2-2: Import looks correct for added hash() tests.

[gioboa]

Thanks for your help @prateek-hegde 💪

[pkg-pr-new]

typeorm-sql-js-example

npm i https://pkg.pr.new/typeorm/typeorm@11639

commit: d50903d

[coveralls]

coverage: 76.358% (+0.01%) from 76.348%
when pulling d50903d on prateek-hegde:chore/bump-sha.js-2.4.12
into 6965fa2 on typeorm:master.

[prateek-hegde]

Hey @alumni @sgarner 🚨
This PR is on a mission to save TypeORM from a tiny but mighty vulnerability CVE-2025-9288🛡️.

Can I count on you both to give it the final ✅ so we can merge and keep things secure? 🙏
(Think of it as patching a leak before it becomes a flood 🌊.)

[sgarner]

Thanks for the PR @prateek-hegde !

I have a concern about the added input validation. Otherwise this looks good. I'll let @alumni weigh in before we decide.

[coderabbitai]

Actionable comments posted: 0

🧹 Nitpick comments (2)

src/util/StringUtils.ts (2)

113-118: Doc: clarify truncation semantics.

Consider noting explicitly that when options.length is <= 0 or not provided, the function returns the full 40-char digest. This avoids ambiguity for callers reading the JSDoc.

 /**
- * Returns a SHA-1 hex digest for internal IDs/aliases (not for cryptographic security)
+ * Returns a SHA-1 hex digest for internal IDs/aliases (not for cryptographic security).
+ * Note: if `options.length` is not provided or <= 0, the full 40-character digest is returned.
  *
  * @param input String to be hashed.
  * @param options.length Optionally, shorten the output to desired length.
  */

---

109-111: Export the options type for cleaner public typings.

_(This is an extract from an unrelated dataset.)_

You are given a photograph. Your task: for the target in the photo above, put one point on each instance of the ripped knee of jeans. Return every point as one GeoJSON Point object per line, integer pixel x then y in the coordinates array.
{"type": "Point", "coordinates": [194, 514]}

hash is exported; consumers will see its signature in .d.ts. Exporting IHashOptions improves DX and avoids anonymous inlined types in declarations.

-interface IHashOptions {
+export interface IHashOptions {
   length?: number
 }

📜 Review details

Configuration used: CodeRabbit UI

Review profile: CHILL

Plan: Pro

📥 Commits

Reviewing files that changed from the base of the PR and between 00f9ee1 and d50903d.

📒 Files selected for processing (1)

• src/util/StringUtils.ts (2 hunks)

🔇 Additional comments (2)

src/util/StringUtils.ts (2)

123-126: Length > 0 truncation guard — LGTM.

This matches the PR intent and avoids negative-length truncation edge cases. No further validation needed given internal-only usage.

---

1-1: No changes needed: default import interop enabled. The root tsconfig.json has "allowSyntheticDefaultImports": true and the playground tsconfig.json has "esModuleInterop": true, so import shajs from "sha.js" is safe at runtime.

[sgarner]

LGTM

Thanks for your contribution @prateek-hegde 💜

[diogowbrito]

@michaelbromley Do you have an expected timeline for when a new release including this vulnerability fix will be published? Thanks!

[naiyarJamalNagarro]

@michaelbromley getting some critical error to update sha.js to version 2.4.12 or later, and for this pr is already merged (2 days ago) but latest version released 3 week ago (0.3.26). so can we get any patch update to include sha.js PR or any timeline.

[alumni]

Sorry for the slow reply, I'm having some days off :)

TypeORM does not force you to use a version with a vulnerability, so no immediate release is necessary (neither was the update in this repository, i.e. this PR, it's just nice to have).

BTW, shajs will be removed in the next major version.

[sgarner]

Indeed, TypeORM depends on the range ^2.4.11 which means you can update to a newer version locally just by doing:

npm update sha.js@latest

Considering the limited way TypeORM uses sha.js, there is not really any feasible vector to exploit CVE-2025-9288 through it anyway.

But this fix has been merged and will be coming in a release soon.